We share Reviewer 3's opinion that the main contribution of the paper is that "it provides a link between two (apparently) very different methods for constructing word embeddings that empirically performed well, but seemed on the surface to have nothing to do with each other." In particular, we draw a connection between co-occurrence matrix-based methods and log-bilinear neural-inspired models such as SGNS and NCE. Given the current interest in neural-network inspired word representations, and specifically the rising popularity of word2vec, we feel that it is important to understand what these algorithms are doing, and to be able to properly compare and relate them to other methods of constructing word representations.

The second contribution, shifted-PPMI, is indeed incremental, and is not necessarily meant to be used as the new state-of-the-art. Instead, shifted-PPMI is presented to allow a more exact empirical comparison between different methods of factorization (none, SVD, SGNS). There are several parameters in word2vec (such as the number of negative samples k) that can be equally applied to PMI matrix-based representations. If these parameters are not accounted for, the empirical comparison between traditional matrix-based and word2vec-style methods may lead to erroneous conclusions.

WRT to the empirical results, Reviewer 2 pointed out (point 7) that getting to the SPPMI models to perform as well as or better than word2vec is not surprising, as this has been demonstrated before by [Levy and Goldberg, 2014]. In fact, the results in Levy and Goldberg are only on analogy-type tasks. For word-similarity tasks, the myriad of experiments in [Baroni et al, 2014] suggest that word2vec embeddings vastly outperform the matrix-based representations. We believe our paper is the first to demonstrate a matrix-based model outperforming word2vec on a word similarity task, and, as can be seen in table 2, shifting-by-k is instrumental in this result.

WRT Reviewer 2's comment (2) on the role of k: indeed, the parameter was probably intended to improve the approximation. However, the mathematical analysis reveals that it also acts as a regularizer for the ratio between positive and negative examples. Indeed, we performed experiments (not reported in the paper) in which we ran word2vec's optimization for several epochs over the training corpus, while fixing k to 1. The effect of the number of epochs on the resulting model's accuracy was negligible when compared to the effect of setting different k values for the negative sampling.
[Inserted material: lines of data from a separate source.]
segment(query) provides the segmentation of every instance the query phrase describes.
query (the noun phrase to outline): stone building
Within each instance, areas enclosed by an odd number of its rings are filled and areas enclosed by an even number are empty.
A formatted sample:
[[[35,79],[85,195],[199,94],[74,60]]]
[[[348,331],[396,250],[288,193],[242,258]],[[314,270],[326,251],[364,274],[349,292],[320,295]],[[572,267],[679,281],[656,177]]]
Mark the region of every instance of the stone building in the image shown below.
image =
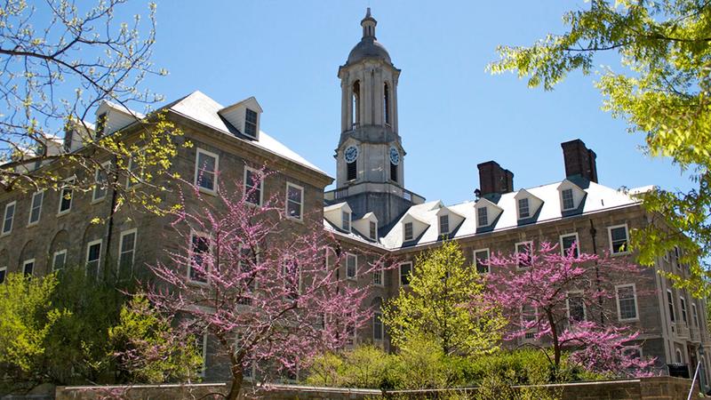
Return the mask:
[[[514,173],[489,161],[478,165],[479,188],[472,201],[445,205],[427,202],[406,189],[406,152],[397,118],[401,71],[377,41],[377,22],[370,10],[361,26],[361,41],[338,71],[342,107],[335,189],[324,191],[332,178],[260,132],[262,110],[254,98],[223,107],[195,92],[165,106],[166,117],[193,143],[189,148],[179,148],[172,170],[184,179],[195,180],[208,194],[240,192],[244,188],[232,183],[248,181],[250,174],[263,165],[277,172],[267,178],[261,196],[291,192],[300,201],[297,220],[323,219],[324,228],[339,237],[348,253],[341,266],[343,276],[354,284],[371,285],[369,301],[374,306],[406,286],[409,274],[417,271],[415,255],[437,246],[443,238],[460,244],[472,273],[496,273],[480,261],[494,252],[524,252],[531,242],[558,243],[563,249],[577,243],[585,252],[634,256],[626,250],[629,232],[651,221],[635,195],[649,188],[626,191],[598,183],[595,154],[579,140],[561,145],[564,174],[554,183],[515,189]],[[121,132],[131,140],[139,127],[135,116],[108,103],[97,115],[103,121],[98,128],[103,134]],[[80,150],[79,136],[68,134],[65,148]],[[178,202],[177,191],[165,196],[166,203]],[[140,274],[140,266],[160,259],[165,249],[178,248],[169,235],[168,218],[151,214],[136,218],[127,208],[112,215],[114,197],[111,190],[100,188],[87,193],[66,189],[0,193],[0,282],[7,272],[43,275],[69,264],[84,265],[90,274],[121,278]],[[187,201],[191,201],[189,196]],[[104,222],[92,223],[94,217],[103,218]],[[303,226],[294,222],[294,229]],[[396,269],[358,274],[372,254],[386,253],[404,261]],[[708,387],[709,364],[704,356],[711,343],[707,306],[673,288],[656,273],[687,275],[688,268],[677,259],[678,254],[672,252],[641,276],[620,278],[616,293],[618,320],[610,323],[639,329],[642,336],[630,346],[643,356],[656,356],[662,371],[667,364],[695,365],[700,361],[703,382]],[[584,309],[582,313],[586,316]],[[356,332],[354,341],[389,348],[379,318],[376,313],[371,324]],[[219,363],[212,358],[208,338],[204,343],[206,379],[221,379],[224,375],[215,365]]]

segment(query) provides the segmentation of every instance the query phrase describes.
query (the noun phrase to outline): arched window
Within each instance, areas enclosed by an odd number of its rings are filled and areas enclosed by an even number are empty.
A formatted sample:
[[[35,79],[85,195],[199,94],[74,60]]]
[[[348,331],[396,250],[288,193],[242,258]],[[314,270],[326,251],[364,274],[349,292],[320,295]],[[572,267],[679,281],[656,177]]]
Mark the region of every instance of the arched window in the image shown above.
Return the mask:
[[[361,124],[361,83],[353,84],[353,98],[351,101],[351,126],[355,129]]]
[[[385,124],[389,126],[390,122],[390,87],[386,82],[383,85],[383,117],[385,118]]]

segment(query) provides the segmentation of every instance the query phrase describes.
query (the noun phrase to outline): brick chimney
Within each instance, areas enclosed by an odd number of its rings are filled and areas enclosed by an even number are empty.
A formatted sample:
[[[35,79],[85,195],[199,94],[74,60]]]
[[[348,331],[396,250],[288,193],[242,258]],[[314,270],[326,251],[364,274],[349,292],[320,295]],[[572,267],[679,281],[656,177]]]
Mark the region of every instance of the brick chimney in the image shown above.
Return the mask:
[[[514,191],[514,172],[501,168],[495,161],[476,165],[479,168],[479,196]]]
[[[597,164],[595,151],[588,149],[579,139],[561,143],[565,163],[565,177],[580,176],[597,183]]]

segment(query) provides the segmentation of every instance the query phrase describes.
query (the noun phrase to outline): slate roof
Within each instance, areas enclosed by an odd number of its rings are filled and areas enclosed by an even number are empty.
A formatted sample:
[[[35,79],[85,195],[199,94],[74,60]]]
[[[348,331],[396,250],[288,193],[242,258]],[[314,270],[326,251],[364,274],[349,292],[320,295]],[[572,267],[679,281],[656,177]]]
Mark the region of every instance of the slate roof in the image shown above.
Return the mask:
[[[173,104],[169,105],[169,108],[178,114],[210,126],[211,128],[220,131],[225,134],[248,141],[268,152],[292,160],[318,173],[328,176],[326,172],[262,131],[260,131],[258,140],[236,137],[234,134],[236,131],[235,128],[218,114],[218,111],[224,108],[224,107],[200,91],[195,91],[188,96],[175,101]]]
[[[460,238],[471,236],[488,232],[497,232],[536,223],[561,220],[563,218],[575,215],[588,214],[603,210],[631,206],[641,203],[641,200],[636,198],[635,195],[643,193],[653,188],[653,187],[648,186],[644,188],[630,189],[628,191],[622,191],[595,182],[575,181],[573,183],[577,184],[578,187],[586,193],[585,197],[580,201],[576,209],[572,211],[563,212],[561,207],[560,192],[558,191],[558,187],[563,182],[565,182],[565,180],[526,188],[525,190],[528,191],[531,196],[540,198],[543,201],[543,204],[537,211],[531,210],[531,212],[534,212],[531,218],[523,220],[518,220],[518,214],[516,212],[517,204],[515,199],[514,198],[518,191],[507,193],[494,198],[489,198],[490,201],[502,208],[504,211],[495,220],[491,221],[491,226],[485,229],[481,228],[477,229],[476,227],[476,202],[465,202],[459,204],[449,205],[446,208],[451,212],[455,212],[464,217],[464,220],[458,226],[450,227],[451,233],[449,237]],[[443,207],[443,204],[439,200],[413,205],[393,225],[392,228],[390,228],[385,236],[380,237],[380,244],[387,249],[396,250],[419,244],[435,243],[438,240],[441,240],[439,236],[437,213],[442,207]],[[417,236],[417,237],[415,237],[413,240],[403,242],[402,221],[408,215],[411,216],[417,220],[427,224],[428,228],[424,232]],[[341,235],[348,235],[343,233],[340,229],[335,229],[328,222],[325,222],[324,225],[327,228],[332,228]],[[351,234],[349,236],[352,235],[356,234]]]

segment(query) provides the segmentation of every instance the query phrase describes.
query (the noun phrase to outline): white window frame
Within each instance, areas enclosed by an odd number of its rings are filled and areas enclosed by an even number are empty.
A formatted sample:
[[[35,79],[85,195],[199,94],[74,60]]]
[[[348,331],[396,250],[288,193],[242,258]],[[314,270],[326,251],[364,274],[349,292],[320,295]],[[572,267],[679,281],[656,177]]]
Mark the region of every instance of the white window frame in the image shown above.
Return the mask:
[[[491,258],[491,252],[489,251],[489,248],[488,248],[488,247],[486,247],[486,248],[483,248],[483,249],[475,249],[475,250],[474,250],[474,251],[472,252],[472,260],[474,260],[474,269],[475,269],[475,270],[477,273],[479,273],[479,268],[478,268],[478,267],[476,266],[476,260],[477,260],[477,259],[476,259],[476,253],[477,253],[477,252],[486,252],[486,260],[487,260],[487,261],[489,261],[489,260],[490,260],[490,258]],[[486,266],[486,272],[483,272],[482,274],[489,274],[490,272],[491,272],[491,266],[490,266],[490,265],[487,265],[487,266]]]
[[[110,161],[107,161],[106,163],[101,163],[101,166],[100,167],[96,167],[96,169],[94,170],[94,188],[93,188],[93,190],[92,190],[92,204],[102,201],[103,199],[106,198],[106,196],[108,194],[108,187],[105,187],[105,188],[103,188],[104,194],[100,197],[97,197],[96,196],[96,190],[98,188],[100,188],[96,184],[99,183],[99,174],[102,171],[106,172],[106,180],[107,181],[105,183],[108,182],[108,169],[110,167],[111,167],[111,162]]]
[[[301,201],[299,203],[299,217],[289,215],[289,188],[295,188],[301,193]],[[304,188],[292,182],[286,182],[286,218],[293,220],[304,220]]]
[[[572,294],[572,295],[575,295],[575,294],[584,295],[585,292],[583,292],[583,291],[568,291],[568,292],[565,292],[565,314],[568,316],[568,321],[571,320],[571,301],[570,301],[571,294]],[[585,298],[583,296],[580,296],[580,301],[582,301],[582,305],[583,305],[583,320],[582,321],[577,321],[577,322],[585,322],[585,321],[587,321],[587,308],[585,307]]]
[[[483,209],[485,210],[484,213],[486,214],[486,220],[484,221],[484,222],[486,222],[485,224],[481,224],[480,223],[481,222],[481,219],[480,219],[481,217],[479,215],[480,215],[480,213],[481,213]],[[477,228],[483,228],[483,227],[488,227],[489,225],[491,225],[489,223],[489,207],[487,207],[485,205],[483,205],[481,207],[476,207],[476,227]]]
[[[689,310],[686,308],[686,298],[679,295],[679,310],[682,315],[682,322],[689,326]]]
[[[410,237],[407,237],[407,224],[410,224],[410,226],[412,228],[411,229],[412,236],[411,236]],[[412,221],[403,222],[403,242],[409,242],[414,239],[415,239],[415,225],[412,223]]]
[[[376,316],[380,316],[380,339],[375,339],[375,320]],[[385,340],[385,324],[383,324],[383,313],[380,311],[374,311],[372,313],[372,341],[380,343]]]
[[[30,276],[35,276],[35,265],[36,265],[35,264],[35,259],[28,259],[28,260],[25,260],[24,261],[22,261],[22,274],[25,273],[25,267],[27,267],[28,264],[32,264],[32,273],[29,274],[29,275],[30,275]]]
[[[573,232],[573,233],[570,233],[570,234],[563,234],[563,235],[561,235],[558,237],[558,241],[559,241],[560,246],[561,246],[561,255],[564,257],[565,256],[565,252],[566,252],[565,249],[563,248],[563,239],[565,238],[565,237],[570,237],[570,236],[575,236],[575,250],[578,251],[578,256],[579,257],[580,253],[581,253],[581,252],[580,252],[580,236],[578,236],[578,232]]]
[[[344,226],[345,222],[347,220],[347,219],[344,218],[345,215],[348,216],[348,227]],[[353,224],[353,220],[351,220],[352,218],[353,218],[353,214],[351,214],[350,212],[348,212],[347,211],[341,210],[340,211],[340,228],[345,230],[346,232],[350,232],[351,226]]]
[[[124,255],[122,250],[124,248],[124,238],[131,234],[133,234],[133,249],[131,251],[131,272],[133,272],[133,262],[136,260],[136,244],[138,244],[138,228],[128,229],[121,232],[121,236],[118,240],[118,257],[116,260],[116,276],[121,275],[121,256]]]
[[[88,272],[87,267],[89,264],[89,249],[91,249],[92,246],[94,244],[99,244],[99,258],[97,259],[97,266],[96,266],[96,276],[98,277],[100,269],[101,268],[101,252],[103,251],[104,247],[103,239],[92,240],[86,244],[86,257],[84,257],[84,274]]]
[[[526,215],[521,215],[521,202],[526,202],[526,210],[528,212]],[[518,212],[518,219],[519,220],[525,220],[527,218],[531,218],[531,199],[528,197],[523,197],[516,200],[516,212]]]
[[[257,204],[255,204],[254,203],[252,203],[251,201],[247,200],[247,172],[251,172],[251,173],[253,173],[255,175],[260,175],[260,203]],[[244,190],[244,203],[246,203],[248,204],[252,204],[252,205],[255,205],[255,206],[260,207],[261,204],[264,204],[264,176],[261,176],[262,174],[260,172],[260,171],[255,170],[254,168],[252,168],[252,167],[248,167],[246,165],[244,165],[244,176],[243,178],[244,178],[244,183],[242,185],[242,187],[243,187],[242,189]]]
[[[145,153],[146,152],[146,148],[139,148],[138,152],[139,153]],[[140,186],[143,183],[140,180],[138,180],[135,183],[132,183],[131,182],[131,173],[132,173],[131,172],[131,166],[132,164],[136,164],[135,156],[129,156],[128,164],[126,164],[126,188],[135,188],[137,186]],[[196,164],[197,164],[197,163],[196,162]],[[143,180],[143,178],[145,177],[145,174],[146,174],[146,165],[145,164],[140,164],[140,168],[138,168],[138,171],[139,171],[138,176],[140,177],[140,180]]]
[[[210,278],[209,277],[207,277],[205,282],[196,281],[196,280],[194,280],[193,278],[190,277],[190,270],[193,268],[193,264],[192,264],[193,263],[193,238],[196,237],[196,236],[204,237],[204,238],[207,239],[207,244],[208,244],[207,251],[208,251],[209,253],[211,253],[211,254],[212,253],[212,236],[210,234],[205,233],[205,232],[200,232],[200,231],[197,231],[197,230],[190,230],[190,248],[188,250],[188,268],[187,268],[188,270],[186,271],[187,274],[188,274],[188,276],[188,276],[188,282],[189,282],[191,284],[208,285],[210,284]]]
[[[7,220],[7,209],[12,206],[12,218],[10,220],[10,228],[5,230],[5,220]],[[0,236],[10,235],[12,233],[12,228],[15,226],[15,217],[17,216],[17,201],[12,201],[5,204],[5,211],[3,212],[3,233]]]
[[[672,313],[674,314],[674,319],[671,318],[671,315],[669,315],[669,322],[671,323],[672,326],[676,324],[676,305],[674,303],[674,292],[671,289],[667,289],[667,311],[668,312],[669,308],[669,300],[671,300],[672,305]]]
[[[74,188],[68,187],[68,184],[74,184],[74,181],[75,181],[75,178],[73,178],[73,177],[69,178],[68,180],[64,180],[64,182],[65,182],[64,185],[62,185],[61,188],[60,188],[60,201],[59,201],[59,204],[57,204],[57,216],[58,217],[60,217],[60,216],[62,216],[62,215],[64,215],[66,213],[68,213],[70,211],[72,211],[72,205],[74,204]],[[68,208],[67,210],[62,210],[61,209],[61,200],[62,200],[62,198],[64,198],[64,190],[65,189],[69,191],[69,208]]]
[[[209,188],[204,188],[199,183],[199,179],[202,172],[200,166],[200,154],[204,154],[215,159],[215,170],[212,172],[212,174],[214,175],[214,179],[212,180],[214,188],[212,189]],[[195,176],[193,177],[193,183],[197,187],[199,191],[202,193],[207,193],[208,195],[217,195],[218,171],[220,171],[220,156],[211,151],[207,151],[204,148],[196,148],[195,152]]]
[[[566,191],[571,192],[571,201],[572,202],[572,207],[565,208],[565,197],[563,196],[563,193]],[[572,188],[567,188],[561,190],[561,210],[563,211],[575,210],[575,192],[573,191]]]
[[[625,228],[625,235],[627,239],[627,244],[624,252],[615,252],[615,249],[612,246],[612,229],[616,229],[618,228]],[[610,255],[615,257],[619,255],[629,254],[629,228],[627,228],[627,224],[620,224],[620,225],[607,227],[607,240],[610,243]]]
[[[407,284],[403,284],[403,265],[404,264],[410,264],[410,276],[412,276],[412,267],[413,267],[412,261],[401,262],[400,264],[397,265],[397,285],[402,287],[408,287],[410,286],[409,283]]]
[[[447,230],[442,230],[442,219],[447,219]],[[437,223],[439,224],[439,234],[440,235],[447,235],[451,232],[451,228],[450,228],[450,214],[442,214],[437,218]]]
[[[356,270],[354,271],[353,276],[348,275],[348,260],[351,259],[356,259]],[[358,254],[354,252],[346,252],[346,279],[357,279],[358,277]]]
[[[632,287],[632,294],[635,297],[635,317],[623,318],[622,309],[619,307],[619,289],[625,287]],[[615,303],[617,305],[617,320],[619,322],[625,321],[639,321],[639,301],[637,301],[637,285],[635,284],[620,284],[615,285]]]
[[[57,268],[57,256],[60,254],[64,255],[64,265],[61,268],[67,266],[67,249],[61,249],[60,251],[54,252],[54,254],[52,255],[52,270],[56,271]]]
[[[42,200],[39,202],[39,212],[37,212],[37,220],[32,220],[32,212],[35,210],[35,197],[37,196],[42,196]],[[39,223],[39,220],[42,219],[42,206],[44,205],[44,190],[39,190],[35,192],[32,195],[32,199],[29,201],[29,212],[28,215],[28,227],[34,227]]]
[[[532,240],[526,240],[526,241],[523,241],[523,242],[518,242],[517,244],[514,244],[514,254],[515,255],[516,261],[517,261],[517,262],[516,262],[516,268],[518,268],[518,269],[525,269],[525,268],[531,268],[531,266],[527,266],[527,267],[522,267],[522,266],[519,264],[519,261],[518,261],[518,245],[519,245],[519,244],[524,244],[524,245],[527,245],[527,246],[528,246],[528,248],[529,248],[529,250],[530,250],[531,252],[533,252],[533,241],[532,241]]]

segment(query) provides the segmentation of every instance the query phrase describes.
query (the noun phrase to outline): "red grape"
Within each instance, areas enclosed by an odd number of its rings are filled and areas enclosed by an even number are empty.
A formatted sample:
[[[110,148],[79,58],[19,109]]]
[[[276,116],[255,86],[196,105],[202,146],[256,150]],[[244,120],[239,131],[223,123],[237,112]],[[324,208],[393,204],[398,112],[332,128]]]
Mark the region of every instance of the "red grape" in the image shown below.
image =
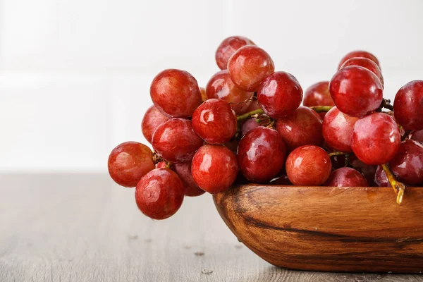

WRT Reviewer 3's comment on NCE: after submitting the paper, we performed a similar analysis of Mnih et al’s model, and found that it too performs implicit matrix factorization of shifted log-conditional probabilities. Specifically:
w*c = log(#(w,c) / #(c)) + log(k)
We will mention this in the final version.

WRT other comments, we welcome your suggestions and will modify the final version accordingly.

[Omer Levy and Yoav Goldberg. "Linguistic Regularities in Sparse and Explicit Word Representations". CoNLL 2014.]

[Marco Baroni, Georgiana Dinu, and German Kruszewski. "Don't Count, Predict! A Systematic Comparison of Context-Counting vs. Context-Predicting Semantic Vectors". ACL 2014.]